Zu den weiteren marktbeeinflussenden Themen im September gehört der immer noch drohende Zahlungsausfall des amerikanischen Staates, sollte eine politische Lösung[2] ausbleiben, sowie das weitere Gerangel um die Konjunktur- und Infrastrukturpakete der Regierung Biden, die als Folge kleiner als vom Markt erwartet ausfallen könnten. In Deutschland brachte die Bundestagswahl wenig Gewissheit darüber, wer das Land künftig regieren würde, aber immerhin darüber, wer es nicht regieren würde: ein rot-rot-grünes Bündnis.
Die Märkte reagierten auf diese Gemengelage insgesamt etwas verschnupft, was aber auch im Zusammenhang mit ihrem vorigen starken Anstieg gesehen werden muss. So verzeichnete etwa der S&P 500 mit einer Gesamtrendite von minus 4,7 Prozent sein erstes negatives Monatsergebnis seit Januar. Für das Quartal reichte es aber noch für eine kleines Plus, anders als beim technologielastigen Nasdaq. Während fast alle Regionen den Monat mit einem im Minus beendeten, fiel Japan[3] mit einem Plus von 4,5 Prozent aus dem Raster. Auf Sektorenebene half der Zinsanstieg dem Finanzsektor[4] etwas (nur 1,4 Prozent runter), während die stark gestiegenen Energiepreise ihrem Sektor[5] zu einem Plus von 9,1 Prozent verhalfen. Leidtragende dieser Entwicklung waren die Versorger[6] mit einem Minus von 6,2 Prozent. Auffällig im September war das relativ gute Abschneiden der Unternehmensanleihen im Hochzinsbereich (USD und Euro) trotz schwacher Aktienmärkte. Ansonsten war der Anstieg der Staatsanleiherenditen (sowohl Treasuries wie Bund) das bestimmende Thema, welcher, überraschenderweise, im September vor allem von steigenden Realzinsen getragen wurde, während fast eineinhalb Jahre lang die Inflationskomponente der Treiber höherer Nominalzinsen war. Das verwundert insofern, als dass der Ölpreis im September erneut fast zweistellig stieg, Kohle um über 40 Prozent und der Gaspreis in Europa sich fast verdoppelte. Zwar verloren einige Industriemetalle, aber insgesamt schaffte der Bloomberg Commodity Index noch ein Plus von 4,9 Prozent. Gold und Silber trugen dazu jedoch mit ihrer negativen Performance nicht bei.

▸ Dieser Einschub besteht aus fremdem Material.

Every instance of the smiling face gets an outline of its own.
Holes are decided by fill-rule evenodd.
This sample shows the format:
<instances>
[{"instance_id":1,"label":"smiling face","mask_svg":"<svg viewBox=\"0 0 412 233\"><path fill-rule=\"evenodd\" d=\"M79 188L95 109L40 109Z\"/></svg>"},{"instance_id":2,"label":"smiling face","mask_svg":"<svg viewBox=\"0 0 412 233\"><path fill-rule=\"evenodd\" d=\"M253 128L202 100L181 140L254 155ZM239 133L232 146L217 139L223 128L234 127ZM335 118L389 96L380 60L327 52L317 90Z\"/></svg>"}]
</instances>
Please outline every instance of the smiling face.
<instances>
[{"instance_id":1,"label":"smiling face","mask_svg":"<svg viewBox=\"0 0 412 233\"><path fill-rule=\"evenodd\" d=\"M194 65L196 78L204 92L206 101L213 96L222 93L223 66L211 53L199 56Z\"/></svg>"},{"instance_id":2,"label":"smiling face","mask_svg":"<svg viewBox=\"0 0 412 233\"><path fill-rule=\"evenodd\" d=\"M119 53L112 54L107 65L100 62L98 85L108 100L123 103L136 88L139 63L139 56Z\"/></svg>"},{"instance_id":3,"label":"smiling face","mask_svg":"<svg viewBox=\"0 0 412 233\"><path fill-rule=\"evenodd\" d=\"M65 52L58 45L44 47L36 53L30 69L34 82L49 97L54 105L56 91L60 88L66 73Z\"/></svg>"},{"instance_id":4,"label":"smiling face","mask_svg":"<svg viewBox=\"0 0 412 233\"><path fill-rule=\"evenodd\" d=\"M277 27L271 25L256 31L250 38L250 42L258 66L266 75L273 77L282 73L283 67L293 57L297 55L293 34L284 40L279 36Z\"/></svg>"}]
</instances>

Das Thema Preissteigerungen dürfte für Anleger wie Zentralbanken auch für das Jahresende von zentraler Bedeutung bleiben. Denn Aktionären könnte sie die liebgewonnene Jahresendrally verderben, während die Zentralbanken sich zwar politisch größerem Druck ausgesetzt sehen, gegen Energiepreissteigerungen, oder auch durch angebotsseitige Engpässe induzierte Preissteigerungen wenig anrichten können.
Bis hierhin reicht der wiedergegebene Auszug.